Fettfleck der Republik

"Glückselig, wessen Arm umspannt / zwei Schinken aus Westfalenland" - so oder zumindest so ähnlich heißt es im Westfalenlied, dessen Ursprung wohl in Gütersloh liegt. Gilt unser Kreis doch wegen der vielen Fleisch verarbeitenden Betriebe als die "Wurstküche Westfalens" oder auch, weniger nett, als "Fettfleck der Republik".

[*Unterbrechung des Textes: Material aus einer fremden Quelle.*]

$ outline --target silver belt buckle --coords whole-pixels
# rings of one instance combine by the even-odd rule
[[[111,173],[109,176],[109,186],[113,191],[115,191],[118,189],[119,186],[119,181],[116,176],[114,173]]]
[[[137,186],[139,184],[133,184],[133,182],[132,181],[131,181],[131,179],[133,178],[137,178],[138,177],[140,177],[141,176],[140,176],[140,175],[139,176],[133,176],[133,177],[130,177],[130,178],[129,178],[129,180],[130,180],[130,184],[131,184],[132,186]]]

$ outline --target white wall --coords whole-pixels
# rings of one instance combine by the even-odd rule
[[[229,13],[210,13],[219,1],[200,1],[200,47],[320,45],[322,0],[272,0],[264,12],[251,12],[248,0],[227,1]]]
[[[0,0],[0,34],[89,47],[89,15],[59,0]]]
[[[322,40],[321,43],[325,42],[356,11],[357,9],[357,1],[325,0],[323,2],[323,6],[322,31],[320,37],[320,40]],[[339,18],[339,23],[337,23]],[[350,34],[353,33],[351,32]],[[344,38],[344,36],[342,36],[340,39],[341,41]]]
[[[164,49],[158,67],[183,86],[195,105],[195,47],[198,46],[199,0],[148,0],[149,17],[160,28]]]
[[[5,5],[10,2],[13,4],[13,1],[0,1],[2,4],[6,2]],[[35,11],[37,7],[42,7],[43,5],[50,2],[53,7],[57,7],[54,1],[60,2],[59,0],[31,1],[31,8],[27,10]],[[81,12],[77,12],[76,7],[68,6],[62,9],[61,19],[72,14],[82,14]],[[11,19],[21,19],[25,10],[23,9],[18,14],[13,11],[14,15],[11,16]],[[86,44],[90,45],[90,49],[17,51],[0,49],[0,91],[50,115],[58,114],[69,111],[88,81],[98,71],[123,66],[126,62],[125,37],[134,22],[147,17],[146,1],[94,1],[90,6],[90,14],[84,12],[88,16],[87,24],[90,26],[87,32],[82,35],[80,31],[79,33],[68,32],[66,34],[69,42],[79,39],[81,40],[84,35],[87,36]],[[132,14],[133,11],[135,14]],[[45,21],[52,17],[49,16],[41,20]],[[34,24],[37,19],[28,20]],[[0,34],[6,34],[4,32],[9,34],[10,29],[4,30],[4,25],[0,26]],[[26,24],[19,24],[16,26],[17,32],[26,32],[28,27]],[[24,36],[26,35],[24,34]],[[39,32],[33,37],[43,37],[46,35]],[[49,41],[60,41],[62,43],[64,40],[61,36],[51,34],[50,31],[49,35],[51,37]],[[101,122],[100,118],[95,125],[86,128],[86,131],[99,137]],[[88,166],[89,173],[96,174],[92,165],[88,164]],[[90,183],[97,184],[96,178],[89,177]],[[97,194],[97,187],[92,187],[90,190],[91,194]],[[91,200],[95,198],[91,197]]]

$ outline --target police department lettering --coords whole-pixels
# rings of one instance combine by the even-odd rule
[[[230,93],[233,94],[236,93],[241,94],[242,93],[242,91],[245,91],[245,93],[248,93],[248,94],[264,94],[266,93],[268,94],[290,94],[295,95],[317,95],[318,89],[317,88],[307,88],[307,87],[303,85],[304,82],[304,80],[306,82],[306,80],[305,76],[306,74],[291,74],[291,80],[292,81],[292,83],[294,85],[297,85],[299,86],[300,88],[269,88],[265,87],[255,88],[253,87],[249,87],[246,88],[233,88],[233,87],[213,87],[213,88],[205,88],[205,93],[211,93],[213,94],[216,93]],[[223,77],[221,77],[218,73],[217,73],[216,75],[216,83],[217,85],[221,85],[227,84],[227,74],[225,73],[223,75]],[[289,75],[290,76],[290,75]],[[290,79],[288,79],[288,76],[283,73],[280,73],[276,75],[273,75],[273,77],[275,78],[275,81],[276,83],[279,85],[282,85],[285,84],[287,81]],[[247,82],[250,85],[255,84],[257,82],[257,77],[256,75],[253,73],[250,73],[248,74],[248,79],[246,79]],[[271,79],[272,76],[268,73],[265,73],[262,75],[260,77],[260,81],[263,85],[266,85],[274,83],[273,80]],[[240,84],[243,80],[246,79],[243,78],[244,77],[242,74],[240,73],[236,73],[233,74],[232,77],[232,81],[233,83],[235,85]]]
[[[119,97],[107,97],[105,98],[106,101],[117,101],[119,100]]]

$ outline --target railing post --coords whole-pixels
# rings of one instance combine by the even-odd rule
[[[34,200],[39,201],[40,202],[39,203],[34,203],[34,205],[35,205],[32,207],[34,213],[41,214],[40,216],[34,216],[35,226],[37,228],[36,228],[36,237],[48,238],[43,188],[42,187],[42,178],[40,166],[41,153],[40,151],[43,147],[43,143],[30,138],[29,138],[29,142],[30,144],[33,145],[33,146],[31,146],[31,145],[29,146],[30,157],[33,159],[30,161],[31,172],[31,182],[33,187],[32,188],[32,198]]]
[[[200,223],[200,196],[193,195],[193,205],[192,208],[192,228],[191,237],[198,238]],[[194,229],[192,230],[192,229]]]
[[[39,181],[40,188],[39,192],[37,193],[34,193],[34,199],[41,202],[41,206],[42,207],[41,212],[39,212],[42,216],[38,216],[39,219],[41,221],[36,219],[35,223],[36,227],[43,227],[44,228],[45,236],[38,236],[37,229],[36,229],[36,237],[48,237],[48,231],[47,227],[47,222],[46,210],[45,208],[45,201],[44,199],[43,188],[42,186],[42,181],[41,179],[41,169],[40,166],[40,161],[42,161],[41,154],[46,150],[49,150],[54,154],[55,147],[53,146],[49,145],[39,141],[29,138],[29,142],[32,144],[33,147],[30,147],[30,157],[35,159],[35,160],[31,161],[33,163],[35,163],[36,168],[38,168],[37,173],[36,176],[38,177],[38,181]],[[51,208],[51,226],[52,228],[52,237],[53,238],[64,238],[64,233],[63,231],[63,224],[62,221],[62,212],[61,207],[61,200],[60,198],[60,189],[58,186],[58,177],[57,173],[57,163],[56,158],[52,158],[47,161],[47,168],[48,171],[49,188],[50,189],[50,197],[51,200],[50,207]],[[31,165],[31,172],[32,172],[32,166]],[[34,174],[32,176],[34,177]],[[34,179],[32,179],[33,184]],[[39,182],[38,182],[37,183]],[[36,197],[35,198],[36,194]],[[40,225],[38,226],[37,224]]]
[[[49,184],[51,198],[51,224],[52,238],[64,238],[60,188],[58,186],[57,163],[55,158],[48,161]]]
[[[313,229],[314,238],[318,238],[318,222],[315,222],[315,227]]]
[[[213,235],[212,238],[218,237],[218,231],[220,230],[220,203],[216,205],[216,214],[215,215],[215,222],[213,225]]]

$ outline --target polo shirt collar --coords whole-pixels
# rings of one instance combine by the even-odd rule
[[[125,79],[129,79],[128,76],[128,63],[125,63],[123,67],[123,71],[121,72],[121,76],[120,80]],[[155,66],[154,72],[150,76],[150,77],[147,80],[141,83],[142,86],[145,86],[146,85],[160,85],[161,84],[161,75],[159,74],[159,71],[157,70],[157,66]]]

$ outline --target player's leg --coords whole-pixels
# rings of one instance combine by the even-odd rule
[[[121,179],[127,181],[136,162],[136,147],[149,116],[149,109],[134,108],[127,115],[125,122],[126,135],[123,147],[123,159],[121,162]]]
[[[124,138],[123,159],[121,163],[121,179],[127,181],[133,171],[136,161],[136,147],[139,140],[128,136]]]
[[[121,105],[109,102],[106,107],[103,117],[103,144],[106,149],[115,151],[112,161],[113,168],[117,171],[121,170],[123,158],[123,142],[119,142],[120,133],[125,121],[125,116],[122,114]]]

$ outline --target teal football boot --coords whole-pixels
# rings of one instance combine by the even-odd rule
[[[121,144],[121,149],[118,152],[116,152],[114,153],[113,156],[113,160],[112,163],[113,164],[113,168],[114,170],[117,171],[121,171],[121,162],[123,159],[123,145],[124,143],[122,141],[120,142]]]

Gütersloh unterstreicht dieses Image mit der Ausrichtung des Schinkenmarkts. Eingefleischte Vegetarier (wenn es denn so etwas gibt) kommen sich auf dem Berliner Platz derzeit vor wie Schlittschuhläufer in der Wüste. Doch der Schinkenmarkt ist alte Tradition: in Ermangelung eines Wahrzeichens hatten unsere Stadtväter schon lange vor der Gründung der Stadtmarketing GmbH ein touristisches Aushängeschild für Gütersloh gesucht und waren 1987 fündig geworden: "Ein Holzpfahl, an dem fünfzig Plastikschinken baumeln - das wird ein Knüller!" Mit dieser einfachen, kostengünstigen und unter uns gesagt völlig abstrusen Idee lockt man seitdem erfolgreich jedes Jahr hunderttausend Menschen in die Stadt.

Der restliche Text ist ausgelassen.